From: John Cowan (jcowan@reutershealth.com)
Date: Tue Dec 07 2004 - 22:12:16 CST
Kenneth Whistler scripsit:
> Storage of UNIX filenames on Windows databases, for example,
> can be done with BINARY fields, which correctly capture the
> identity of them as what they are: an unconvertible array of
> byte values, not a convertible string in some particular
> code page.
This solution, however, is overkill, in the same way that it would
be overkill to encode all 8-bit strings in XML using Base-64
just because some of them may contain control characters that are
illegal in well-formed XML.
> In my opinion, trying to do that with a set of encoded characters
> (these 128 or something else) is *less* likely to solve the
> problem than using some visible markup convention instead.

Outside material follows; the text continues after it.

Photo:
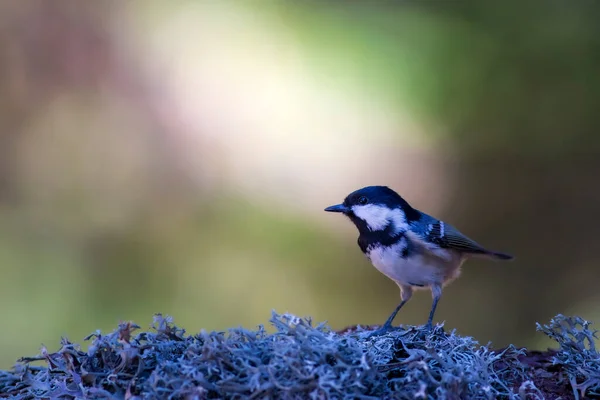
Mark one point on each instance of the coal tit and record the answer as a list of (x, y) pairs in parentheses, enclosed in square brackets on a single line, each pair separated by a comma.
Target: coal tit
[(410, 247)]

The trouble with the visible markup, or even the PUA, is that
"well-formed filenames", those which are interpretable as
UTF-8 text, must also be encoded so as to be sure any
markup or PUA that naturally appears in the filename is
escaped properly. This is essentially the Quoted-Printable
encoding, which is quite rightly known to those stuck with
it as "Quoted-Unprintable".
> Simply
> encoding 128 characters in the Unicode Standard ostensibly to
> serve this purpose is no guarantee whatsoever that anyone would
> actually implement and support them in the universal way you
> envision, any more than they might a "=93", "=94" convention.
Why not, when it's so easy to do so? And they'd be *there*,
reserved, unassignable for actual character encoding.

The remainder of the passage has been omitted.